Gene Johnson

Profile
- Position: Quarterback

Personal information
- Born: August 30, 1969 (age 56) Shreveport, Louisiana, U.S.
- Listed height: 6 ft 0 in (1.83 m)
- Listed weight: 205 lb (93 kg)

Career information
- High school: River Oaks (Monroe, Louisiana)
- College: Louisiana Tech (1988–1991)
- NFL draft: 1992: undrafted

Career history

Playing
- Arizona Rattlers (1992); Memphis Pharaohs (1995);

Coaching
- Southern Miss (1994–1995) Graduate assistant; Klein Forest High School (1997–1999) Assistant coach; Klein Forest High School (2000–2003) Head coach; Arizona (2004) Graduate assistant; Hightower High School (2005–2007) Head coach; Cypress Ranch High School (2008–2018) Head coach; Waller High School (2019–present) Head coach;

Career AFL statistics
- Comp. / Att.: 163 / 301
- Passing yards: 1,764
- TD–INT: 24–11
- Passer rating: 76.34
- Rushing TDs: 2
- Stats at ArenaFan.com

= Gene Johnson (quarterback) =

American football player (born 1969)

Gene Johnson (born August 30, 1969) is an American former professional football quarterback who played two seasons in the Arena Football League (AFL) with the Arizona Rattlers and Memphis Pharaohs.
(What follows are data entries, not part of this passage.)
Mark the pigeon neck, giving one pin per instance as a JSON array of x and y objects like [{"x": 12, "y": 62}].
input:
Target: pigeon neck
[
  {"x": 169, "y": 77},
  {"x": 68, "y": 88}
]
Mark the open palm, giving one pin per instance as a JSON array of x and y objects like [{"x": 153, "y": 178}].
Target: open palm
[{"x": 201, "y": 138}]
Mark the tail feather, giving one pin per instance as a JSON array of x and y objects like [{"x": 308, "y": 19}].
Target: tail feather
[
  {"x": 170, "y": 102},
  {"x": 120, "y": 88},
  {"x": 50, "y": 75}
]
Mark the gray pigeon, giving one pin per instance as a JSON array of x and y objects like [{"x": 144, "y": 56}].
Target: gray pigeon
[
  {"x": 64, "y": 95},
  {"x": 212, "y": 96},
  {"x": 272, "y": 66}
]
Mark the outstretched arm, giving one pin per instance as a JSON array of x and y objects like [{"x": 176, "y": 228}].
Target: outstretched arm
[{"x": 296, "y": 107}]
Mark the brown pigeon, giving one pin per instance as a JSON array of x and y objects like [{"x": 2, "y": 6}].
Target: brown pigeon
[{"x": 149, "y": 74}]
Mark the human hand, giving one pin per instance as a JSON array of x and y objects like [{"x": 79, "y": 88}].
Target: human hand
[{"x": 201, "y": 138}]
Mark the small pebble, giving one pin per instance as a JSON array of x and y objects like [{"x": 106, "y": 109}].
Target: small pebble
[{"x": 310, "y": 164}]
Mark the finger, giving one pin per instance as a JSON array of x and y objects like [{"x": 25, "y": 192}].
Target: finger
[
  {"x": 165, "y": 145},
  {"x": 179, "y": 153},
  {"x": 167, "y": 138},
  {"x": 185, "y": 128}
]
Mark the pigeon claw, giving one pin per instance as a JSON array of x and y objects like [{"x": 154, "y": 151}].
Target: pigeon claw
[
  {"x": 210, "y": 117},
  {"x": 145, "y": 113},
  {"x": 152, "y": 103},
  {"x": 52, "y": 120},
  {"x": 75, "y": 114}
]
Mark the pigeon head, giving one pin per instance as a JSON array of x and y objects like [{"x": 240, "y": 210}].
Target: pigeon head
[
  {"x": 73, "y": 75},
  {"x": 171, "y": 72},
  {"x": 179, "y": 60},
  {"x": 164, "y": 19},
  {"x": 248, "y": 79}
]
He played college football at Louisiana Tech University.

==Early life and college==
Johnson was born on August 30, 1969. He played high school football at River Oaks High School in Monroe, Louisiana.

Johnson lettered for the Louisiana Tech Bulldogs from 1988 to 1991. He completed 75 of 183 passes (41.0%) for 870 yards, four touchdowns, and 13 interceptions his freshman year in 1988. He recorded 147 completions on 296 passing attempts (49.7%) for 1,779 yards, 12 touchdowns, and ten interceptions as a sophomore in 1989. Johnson completed 165 of 297 passes (55.6%) for 2,129 yards, 13 touchdowns, and nine interceptions his junior year in 1990. He totaled 118 completions on 207 attempts (57.0%) for 1,281 yards, ten touchdowns, and six interceptions his senior season in 1991.

==Professional career==
After going undrafted in the 1992 NFL draft, Johnson signed with the Arizona Rattlers of the Arena Football League (AFL). He played in all ten games for the Rattlers during the 1992 season, completing 163 of 301 passes (54.2%) for 1,764 yards, 24 touchdowns, and 11 interceptions while also scoring two rushing touchdowns. The Rattlers finished the season with a 4–6 record.

Johnson played in seven games for the Memphis Pharaohs of the AFL in 1995 but did not record any statistics.

==Coaching career==
Johnson began his coaching career as a graduate assistant for the Southern Miss Golden Eagles from 1994 to 1995. He was a coach at Klein Forest High School in Houston, Texas from 1997 to 2003, including four seasons as head coach from 2000 to 2003, accumulating a record of 37–10. He joined the Arizona Wildcats as an offensive graduate assistant in January 2004 but left in May 2004. He then returned to the Greater Houston area and was the assistant principal at Klein Oak High School. In 2005, Johnson became the head coach at Hightower High School in Missouri City, Texas and served in that role through the 2007 season. He was then the head coach at Cypress Ranch High School from the school's founding in 2008 until 2018. In 2019, he became the head coach at Waller High School.